Is It Safe To Drink Alcohol While Taking Diabetes Medication?

Diabetes affects tens of millions of Americans. According to the Centers for Disease Control (CDC), more than 37 million Americans are living with the disease. People with either type 1 diabetes or type 2 diabetes need medications to help keep their blood sugar levels normal, according to Healthline.  

The type of diabetes medication a doctor prescribes depends on the type of diabetes being treated. Insulin is the most common type of medication used to treat type 1 diabetes, where the body is unable to make its own insulin (per Healthline). Those who have type 2 diabetes produce insulin but the body doesn't use it efficiently to keep glucose (i.e., blood sugar) levels normal. Sulfonylureas are drugs commonly used for type 2 diabetes to stimulate the body to produce more insulin. 

In addition to taking prescription drugs that help the body control glucose levels, many people with diabetes need medications to treat conditions common with the disease including high blood pressure and high cholesterol. So should a person with diabetes who is on medication be concerned about enjoying an occasional alcoholic drink? 

Combining alcohol and diabetes medication can cause harmful effects

Alcohol and diabetes medication can interact with negative results. Keeping blood sugar levels normal is important in managing diabetes. If alcohol is combined with diabetes medication that works to lower blood sugar, it can compound the drop and result in serious interactions (via

People with type 2 diabetes who are on sulfonylureas or take the common treatment Metformin should avoid heavy drinking, which can put them at risk for hypoglycemia or lactic acidosis (per Healthline). Symptoms of hypoglycemia include drowsiness, dizziness, blurry vision, even loss of consciousness. Consuming too much alcohol while on Metformin, a drug that causes the body to produce more lactic acid than normal, may result in a dangerous build-up of lactic acid in the blood — a condition called lactic acidosis, which can lead to kidney, lung, and heart damage. If lactic acidosis is not treated immediately, it can cause organ failure and death.
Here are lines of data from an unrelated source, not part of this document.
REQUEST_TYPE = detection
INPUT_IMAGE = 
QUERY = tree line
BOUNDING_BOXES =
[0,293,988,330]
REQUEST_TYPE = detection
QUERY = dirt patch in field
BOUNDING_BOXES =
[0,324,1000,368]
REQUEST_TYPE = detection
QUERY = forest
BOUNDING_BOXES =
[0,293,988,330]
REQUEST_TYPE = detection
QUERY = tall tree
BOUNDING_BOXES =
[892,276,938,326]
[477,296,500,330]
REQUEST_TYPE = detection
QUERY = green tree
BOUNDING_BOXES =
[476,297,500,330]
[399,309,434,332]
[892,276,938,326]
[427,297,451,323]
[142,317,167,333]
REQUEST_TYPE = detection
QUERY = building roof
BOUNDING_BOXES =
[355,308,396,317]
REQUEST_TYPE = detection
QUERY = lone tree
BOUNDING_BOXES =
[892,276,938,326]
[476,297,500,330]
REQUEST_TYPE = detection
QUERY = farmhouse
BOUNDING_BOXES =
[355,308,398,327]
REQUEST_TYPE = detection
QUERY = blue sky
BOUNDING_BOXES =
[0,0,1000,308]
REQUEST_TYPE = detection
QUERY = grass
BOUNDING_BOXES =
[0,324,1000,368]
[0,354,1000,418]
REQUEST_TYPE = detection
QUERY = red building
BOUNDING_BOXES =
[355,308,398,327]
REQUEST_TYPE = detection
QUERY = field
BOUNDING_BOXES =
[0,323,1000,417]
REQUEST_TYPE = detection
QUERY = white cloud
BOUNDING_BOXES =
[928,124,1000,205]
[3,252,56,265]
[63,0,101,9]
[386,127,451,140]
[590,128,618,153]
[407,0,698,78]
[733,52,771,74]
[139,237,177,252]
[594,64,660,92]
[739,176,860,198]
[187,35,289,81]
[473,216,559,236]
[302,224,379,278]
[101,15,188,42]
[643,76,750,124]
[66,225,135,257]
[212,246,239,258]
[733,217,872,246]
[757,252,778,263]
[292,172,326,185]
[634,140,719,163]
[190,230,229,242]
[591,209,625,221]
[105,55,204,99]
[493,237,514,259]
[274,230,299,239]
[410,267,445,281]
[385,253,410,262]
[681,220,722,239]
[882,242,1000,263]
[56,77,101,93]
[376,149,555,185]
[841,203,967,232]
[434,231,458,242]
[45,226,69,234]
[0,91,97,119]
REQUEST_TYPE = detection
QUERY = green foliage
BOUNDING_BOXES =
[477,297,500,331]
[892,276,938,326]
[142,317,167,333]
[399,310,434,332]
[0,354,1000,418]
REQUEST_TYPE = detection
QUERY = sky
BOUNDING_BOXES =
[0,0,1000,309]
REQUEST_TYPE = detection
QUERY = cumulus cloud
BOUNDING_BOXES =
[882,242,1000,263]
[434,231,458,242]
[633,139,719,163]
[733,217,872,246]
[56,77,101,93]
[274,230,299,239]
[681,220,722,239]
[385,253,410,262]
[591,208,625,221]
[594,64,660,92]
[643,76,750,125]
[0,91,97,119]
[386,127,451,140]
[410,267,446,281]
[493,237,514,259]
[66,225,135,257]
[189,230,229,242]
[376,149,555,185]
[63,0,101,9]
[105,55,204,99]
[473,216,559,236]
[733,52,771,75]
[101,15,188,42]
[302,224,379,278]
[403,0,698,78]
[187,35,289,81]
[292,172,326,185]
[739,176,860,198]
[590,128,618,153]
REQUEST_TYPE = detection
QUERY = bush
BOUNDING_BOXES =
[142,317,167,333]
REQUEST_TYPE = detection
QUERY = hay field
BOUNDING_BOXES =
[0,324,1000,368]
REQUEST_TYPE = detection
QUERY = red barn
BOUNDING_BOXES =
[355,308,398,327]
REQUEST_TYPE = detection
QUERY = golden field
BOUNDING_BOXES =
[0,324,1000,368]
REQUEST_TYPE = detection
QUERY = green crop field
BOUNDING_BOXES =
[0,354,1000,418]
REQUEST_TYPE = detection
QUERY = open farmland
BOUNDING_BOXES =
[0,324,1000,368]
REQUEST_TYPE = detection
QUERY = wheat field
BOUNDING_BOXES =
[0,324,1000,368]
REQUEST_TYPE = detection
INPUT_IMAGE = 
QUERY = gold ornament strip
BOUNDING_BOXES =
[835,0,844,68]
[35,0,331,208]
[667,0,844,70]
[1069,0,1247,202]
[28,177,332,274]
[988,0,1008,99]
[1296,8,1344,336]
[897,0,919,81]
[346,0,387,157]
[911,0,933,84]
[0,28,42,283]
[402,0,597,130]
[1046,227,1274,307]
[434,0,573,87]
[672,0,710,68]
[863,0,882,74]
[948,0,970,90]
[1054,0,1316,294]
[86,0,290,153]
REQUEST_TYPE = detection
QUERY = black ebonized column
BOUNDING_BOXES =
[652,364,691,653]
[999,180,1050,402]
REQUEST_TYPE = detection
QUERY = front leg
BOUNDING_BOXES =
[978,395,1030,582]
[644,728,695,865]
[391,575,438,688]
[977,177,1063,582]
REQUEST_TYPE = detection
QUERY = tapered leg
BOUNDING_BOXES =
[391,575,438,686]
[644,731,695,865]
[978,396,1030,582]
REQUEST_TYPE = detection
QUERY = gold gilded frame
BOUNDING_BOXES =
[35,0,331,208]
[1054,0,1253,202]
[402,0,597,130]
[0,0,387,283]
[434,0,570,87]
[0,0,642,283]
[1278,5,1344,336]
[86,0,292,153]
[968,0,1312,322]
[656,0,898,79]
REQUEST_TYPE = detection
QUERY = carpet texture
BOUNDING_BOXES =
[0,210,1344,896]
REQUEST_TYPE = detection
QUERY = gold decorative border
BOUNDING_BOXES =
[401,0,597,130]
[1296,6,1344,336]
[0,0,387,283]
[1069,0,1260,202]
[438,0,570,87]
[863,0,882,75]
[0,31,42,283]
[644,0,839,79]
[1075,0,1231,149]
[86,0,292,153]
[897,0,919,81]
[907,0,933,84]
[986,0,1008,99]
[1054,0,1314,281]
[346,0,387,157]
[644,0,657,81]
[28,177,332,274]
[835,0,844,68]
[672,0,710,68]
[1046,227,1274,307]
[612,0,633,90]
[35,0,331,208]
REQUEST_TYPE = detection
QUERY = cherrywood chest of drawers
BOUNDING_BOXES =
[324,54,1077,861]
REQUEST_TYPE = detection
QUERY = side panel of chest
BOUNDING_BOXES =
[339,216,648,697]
Take precautions drinking alcohol when on diabetes medication

Most people with well-controlled diabetes on medication don't have to give up drinking entirely. Moderation is key, and precautions should be taken to avoid any medical emergency. According to Healthline, it's important for those with diabetes to check blood glucose levels before consuming alcohol. If blood sugar levels are low, that's a sign to pass on the alcoholic beverage. Furthermore, it's always a good idea to have a meal or at least a snack that includes carbs before and while drinking. This helps alcohol enter the bloodstream more slowly than on an empty stomach.

If you have diabetes and are interested in imbibing, you should talk to your doctor first. Alcohol affects everyone differently, and your doctor can tell you what moderation means for you, depending on your health condition and any medications you're on. If your doctor tells you not to drink, follow their advice (per WebMD).